Sorellina, nipotina e cognato sono partiti appena in tempo. Hanno lasciato Katmandu e, il giorno dopo, la rivolta era su tutte le bocche. Ci sono voluti una ventina di morti in piazza, ma, improvvisamente, tutto il mondo occidentale si è accorto del Nepal. Sta esplodendo e, per quanto riguarda me, l’evento era atteso da mesi. Quello che sta accadendo ora sarebbe potuto accadere a gennaio. O a febbraio. L’importante è che accada. Negli ultimi tre-quattro giorni persino il “Corriere” e “La Repubblica” hanno ficcato il Nepal in prima pagina. Pazienza se qualche articolo era infarcito di fregnacce e ha chiaramente dimostrato che di Nepal parecchi di quelli che ne stanno scrivendo sentono parlare per la prima volta; pazienza, ripeto, i bravi colleghi imparano in fretta. E oggi qualcuno cerca di capire.

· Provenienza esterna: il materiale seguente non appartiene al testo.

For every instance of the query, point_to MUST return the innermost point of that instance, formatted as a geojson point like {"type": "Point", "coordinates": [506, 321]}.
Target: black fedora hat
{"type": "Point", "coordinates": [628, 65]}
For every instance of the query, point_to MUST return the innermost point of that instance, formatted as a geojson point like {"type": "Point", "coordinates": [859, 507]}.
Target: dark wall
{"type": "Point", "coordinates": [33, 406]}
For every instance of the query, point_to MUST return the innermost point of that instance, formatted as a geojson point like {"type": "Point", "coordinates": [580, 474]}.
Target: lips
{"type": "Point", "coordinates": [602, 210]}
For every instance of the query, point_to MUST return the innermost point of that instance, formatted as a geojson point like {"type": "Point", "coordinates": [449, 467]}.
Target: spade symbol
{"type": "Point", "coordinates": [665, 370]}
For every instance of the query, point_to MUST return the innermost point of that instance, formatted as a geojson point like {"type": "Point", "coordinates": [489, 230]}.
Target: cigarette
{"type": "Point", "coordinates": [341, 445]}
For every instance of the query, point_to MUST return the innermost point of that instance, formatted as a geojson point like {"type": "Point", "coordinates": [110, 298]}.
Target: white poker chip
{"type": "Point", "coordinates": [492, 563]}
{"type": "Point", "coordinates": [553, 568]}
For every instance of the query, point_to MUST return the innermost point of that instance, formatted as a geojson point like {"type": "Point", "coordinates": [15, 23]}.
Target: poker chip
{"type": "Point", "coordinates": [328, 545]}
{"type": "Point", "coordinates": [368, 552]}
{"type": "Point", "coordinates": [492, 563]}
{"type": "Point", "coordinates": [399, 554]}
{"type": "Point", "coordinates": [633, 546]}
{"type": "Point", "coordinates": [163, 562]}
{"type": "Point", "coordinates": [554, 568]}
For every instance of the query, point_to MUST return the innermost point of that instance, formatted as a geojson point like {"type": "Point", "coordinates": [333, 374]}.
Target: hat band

Prachanda, il leader dei maoisti, l’ha dichiarato nell'ultimo discorso: non ci sono che due soluzioni, o la famiglia reale va in esilio o zac. L’Alleanza democratica non lo dice; reclama, comunque, un’assemblea costituente. Il sottinteso è il passaggio dalla monarchia alla repubblica e allora bye bye Gyanendra Shah e bye bye a tutti gli Shah. I nepalesi non credono più che il re sia una divinità; non questo re, almeno.
I nepalesi di Parigi, ma sono pochi, pochissimi, appena un migliaio in tutta la Francia, trattengono il fiato, pieni di speranza. In giorni come questi il futuro sembra comunque rosa. Io incrocio le dita e sogno che il Nepal sappia offrire al mondo la migliore delle lezioni e non conceda spazi alla crudeltà.
(nella foto: arancio a Durbar Square, Katmandu)
1 commento:
mi vergogno della mia ignoranza, e del mio involontario e saltuario precipitare nel disinteresse per la politica...brava. baci cara. bonav.